The idea of writing a book crosses most people’s minds at some point – there is a saying that everyone has at least one book in them – but have you ever seriously thought about it?

If you are a business owner, trainer, coach, consultant or speaker to have a book with your name on it is a powerful marketing tool.

If you can put ‘author’ after your name, you’ll get a level of respect that your competitors will have to work very hard to achieve.  A book is an excellent way to demonstrate your expertise and enable you to reach out beyond your immediate network.

These are good reasons to write a book – but you do need to write a good book to achieve the outcomes you want.  Not all books are good!  Some are barely readable!

What makes a good book?

The first essential is that you have a clear message.  Regurgitating other people’s ideas won’t get you decent reviews. 

There are many books on virtually any subject you care to name, but that doesn’t mean you need to come up with someone completely new.  What you do need is your own unique approach to this subject.  What will make your book work is – YOU!

If people are interested in a subject they will read lots of books around this subject.  They’re looking for insights from different perspectives – and your take on the subject is what will make your book stand out.

A good book needs more than just a clear focus though – it needs to be well structured and, more importantly, edited by a professional.

When you’re writing a non-fiction book you definitely need a structure to gather information around each of the contributing subjects that sit under the main umbrella.  If you plan your structure before you start to write you’ll find the writing much easier as you will have a ‘map’ of where you’re going.  All you need to do is to fill in the detail.

Editing isn’t optional.  No matter how good a writer you are, an experienced editor is important.  They’re not there to correct your spelling, grammar and punctuation, but to ensure the content and context works for the reader from the first page to the last.
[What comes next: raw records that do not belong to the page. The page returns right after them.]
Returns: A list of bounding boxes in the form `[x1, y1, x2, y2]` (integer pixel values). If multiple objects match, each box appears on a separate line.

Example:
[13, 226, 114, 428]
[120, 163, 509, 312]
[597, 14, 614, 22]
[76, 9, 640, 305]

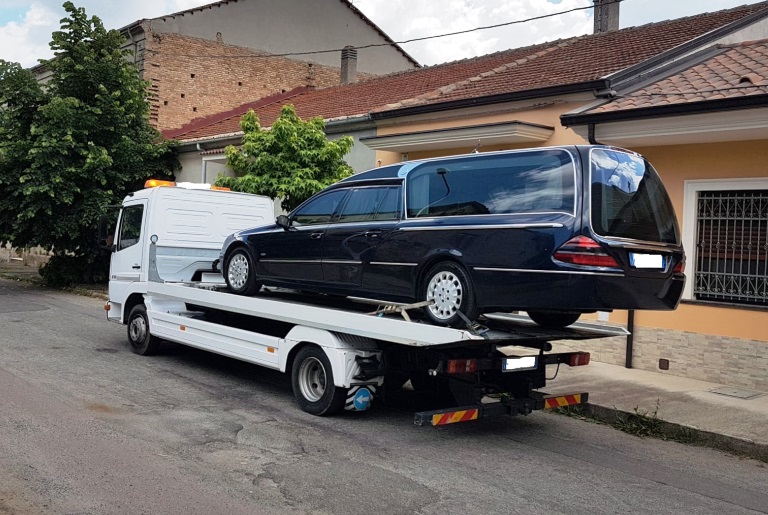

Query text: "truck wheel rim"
[299, 358, 326, 402]
[426, 271, 464, 320]
[130, 316, 147, 342]
[227, 254, 248, 289]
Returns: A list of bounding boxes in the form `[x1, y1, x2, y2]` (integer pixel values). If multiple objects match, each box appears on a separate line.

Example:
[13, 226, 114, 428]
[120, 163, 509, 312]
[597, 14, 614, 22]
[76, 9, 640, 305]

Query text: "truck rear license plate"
[501, 356, 539, 372]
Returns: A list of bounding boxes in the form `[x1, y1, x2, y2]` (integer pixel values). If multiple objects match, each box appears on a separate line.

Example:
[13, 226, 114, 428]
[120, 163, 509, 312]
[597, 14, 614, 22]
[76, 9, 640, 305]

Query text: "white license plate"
[629, 252, 664, 269]
[501, 356, 538, 372]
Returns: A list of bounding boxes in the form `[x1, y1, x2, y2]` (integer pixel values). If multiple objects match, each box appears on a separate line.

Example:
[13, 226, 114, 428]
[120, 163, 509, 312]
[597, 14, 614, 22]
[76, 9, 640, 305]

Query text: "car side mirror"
[275, 215, 291, 231]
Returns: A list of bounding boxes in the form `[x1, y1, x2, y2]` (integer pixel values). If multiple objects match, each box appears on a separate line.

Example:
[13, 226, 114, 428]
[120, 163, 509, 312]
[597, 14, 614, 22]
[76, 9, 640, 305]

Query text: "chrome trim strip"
[473, 266, 624, 277]
[398, 223, 564, 231]
[259, 259, 321, 263]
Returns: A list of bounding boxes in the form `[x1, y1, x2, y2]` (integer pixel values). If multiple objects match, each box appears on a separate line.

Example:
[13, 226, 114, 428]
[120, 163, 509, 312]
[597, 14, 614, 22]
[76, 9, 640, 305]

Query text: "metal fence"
[694, 190, 768, 306]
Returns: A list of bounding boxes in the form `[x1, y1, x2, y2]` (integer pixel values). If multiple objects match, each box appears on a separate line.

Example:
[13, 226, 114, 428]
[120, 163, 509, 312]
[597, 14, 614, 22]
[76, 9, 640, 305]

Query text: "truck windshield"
[590, 149, 679, 243]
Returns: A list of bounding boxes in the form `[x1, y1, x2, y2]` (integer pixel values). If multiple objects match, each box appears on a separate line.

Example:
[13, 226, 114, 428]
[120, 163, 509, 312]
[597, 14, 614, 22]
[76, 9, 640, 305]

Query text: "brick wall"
[553, 327, 768, 392]
[144, 34, 371, 131]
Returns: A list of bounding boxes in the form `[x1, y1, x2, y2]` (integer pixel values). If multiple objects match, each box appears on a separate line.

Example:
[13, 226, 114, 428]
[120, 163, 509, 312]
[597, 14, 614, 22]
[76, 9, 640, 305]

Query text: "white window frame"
[683, 177, 768, 300]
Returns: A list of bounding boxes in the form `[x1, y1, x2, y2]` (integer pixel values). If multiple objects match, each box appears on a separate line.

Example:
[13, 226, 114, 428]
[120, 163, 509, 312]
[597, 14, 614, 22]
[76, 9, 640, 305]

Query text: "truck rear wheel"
[128, 304, 160, 356]
[291, 345, 347, 416]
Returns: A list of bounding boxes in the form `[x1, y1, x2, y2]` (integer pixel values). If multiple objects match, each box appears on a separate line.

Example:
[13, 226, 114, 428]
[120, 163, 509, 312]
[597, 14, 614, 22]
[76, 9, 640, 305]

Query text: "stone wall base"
[553, 327, 768, 392]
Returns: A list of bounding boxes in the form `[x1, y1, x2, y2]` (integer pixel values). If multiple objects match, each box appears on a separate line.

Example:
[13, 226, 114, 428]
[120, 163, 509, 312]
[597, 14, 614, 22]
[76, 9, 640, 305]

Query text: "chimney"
[341, 45, 357, 84]
[592, 0, 621, 34]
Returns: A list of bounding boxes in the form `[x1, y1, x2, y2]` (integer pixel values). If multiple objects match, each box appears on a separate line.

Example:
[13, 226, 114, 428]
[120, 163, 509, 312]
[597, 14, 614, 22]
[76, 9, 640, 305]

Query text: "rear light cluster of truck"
[554, 236, 621, 268]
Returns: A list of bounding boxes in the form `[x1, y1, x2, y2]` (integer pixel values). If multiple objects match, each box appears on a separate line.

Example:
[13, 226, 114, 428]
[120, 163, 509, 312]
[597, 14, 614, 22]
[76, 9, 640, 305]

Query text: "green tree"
[0, 2, 178, 284]
[216, 105, 352, 211]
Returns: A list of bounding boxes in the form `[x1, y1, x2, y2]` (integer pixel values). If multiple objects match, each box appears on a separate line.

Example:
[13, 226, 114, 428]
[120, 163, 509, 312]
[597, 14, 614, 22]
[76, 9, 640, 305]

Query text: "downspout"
[195, 143, 208, 184]
[587, 123, 635, 368]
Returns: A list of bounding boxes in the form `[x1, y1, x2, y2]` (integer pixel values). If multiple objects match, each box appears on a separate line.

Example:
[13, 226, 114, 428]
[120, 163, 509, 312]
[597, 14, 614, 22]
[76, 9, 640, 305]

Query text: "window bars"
[693, 190, 768, 307]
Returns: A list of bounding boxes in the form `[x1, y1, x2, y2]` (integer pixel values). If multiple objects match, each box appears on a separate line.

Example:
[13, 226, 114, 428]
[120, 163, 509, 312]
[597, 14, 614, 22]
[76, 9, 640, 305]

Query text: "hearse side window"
[590, 148, 679, 243]
[338, 186, 397, 222]
[117, 205, 144, 250]
[406, 149, 576, 218]
[291, 190, 348, 225]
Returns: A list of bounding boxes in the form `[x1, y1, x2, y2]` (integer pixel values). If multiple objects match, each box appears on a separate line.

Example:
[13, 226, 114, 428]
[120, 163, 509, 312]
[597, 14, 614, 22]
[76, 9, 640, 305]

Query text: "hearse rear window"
[590, 148, 679, 243]
[406, 149, 576, 218]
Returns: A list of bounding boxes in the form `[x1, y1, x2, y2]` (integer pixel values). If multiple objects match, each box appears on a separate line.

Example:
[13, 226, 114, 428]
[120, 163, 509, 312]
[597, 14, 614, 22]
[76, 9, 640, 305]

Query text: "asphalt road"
[0, 279, 768, 515]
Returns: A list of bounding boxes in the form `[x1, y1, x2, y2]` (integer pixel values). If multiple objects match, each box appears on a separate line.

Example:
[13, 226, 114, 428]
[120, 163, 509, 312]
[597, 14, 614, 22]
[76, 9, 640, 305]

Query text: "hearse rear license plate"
[629, 252, 664, 269]
[501, 356, 538, 372]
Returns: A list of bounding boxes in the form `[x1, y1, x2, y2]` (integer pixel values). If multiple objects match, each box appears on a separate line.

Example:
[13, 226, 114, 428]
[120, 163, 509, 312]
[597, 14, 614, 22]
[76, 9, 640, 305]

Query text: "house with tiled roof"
[562, 39, 768, 391]
[166, 2, 768, 391]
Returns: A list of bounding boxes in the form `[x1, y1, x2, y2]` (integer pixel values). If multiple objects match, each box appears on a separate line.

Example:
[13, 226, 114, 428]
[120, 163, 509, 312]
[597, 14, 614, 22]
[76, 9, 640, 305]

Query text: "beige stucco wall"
[376, 95, 589, 165]
[368, 103, 768, 354]
[151, 0, 415, 74]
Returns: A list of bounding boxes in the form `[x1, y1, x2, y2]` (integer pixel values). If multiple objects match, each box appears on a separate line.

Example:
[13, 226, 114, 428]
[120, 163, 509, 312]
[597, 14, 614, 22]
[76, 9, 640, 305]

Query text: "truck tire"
[224, 247, 261, 296]
[128, 304, 160, 356]
[419, 261, 480, 327]
[527, 311, 581, 329]
[291, 345, 347, 416]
An editor will see things the author is too close to see and will suggest things like:

  • Developing an idea with more detail
  • Moving specific pieces of information to a better place in the narrative
  • Adding a case study or anecdote to demonstrate a point
  • Taking out unnecessary detail that may cloud the message
  • Improving the chapter ‘recipe’ to make it more appealing for the reader
  • Polishing the copy to give it more energy and make it more readable.

The spelling, grammar and punctuation will be tidied up as the editor works – but it’s still important that the final manuscript is worked through by a proof reader to do a final tidy up.

How to get started

Ideally, get some advice from a professional.  That might be a publisher, an agent or an editor who can help you to put together your plan.

You may find it useful to talk to your clients about what they would want to know from a book on your specialist subject.

You also need to research other books and authors in the genre you plan to write in – to ensure you’re not reinventing the wheel.  What are you bringing to the table that is a different spin on the subject – or offers a different approach to it?

Whether you’re comfortable writing or not – if you’re serious about writing a book – put writing time in your diary in regular slots.  With your book structure in place you should not be facing ‘blank screen syndrome’ and as long as you stick at it, you could be surprised at how quickly your first draft is completed.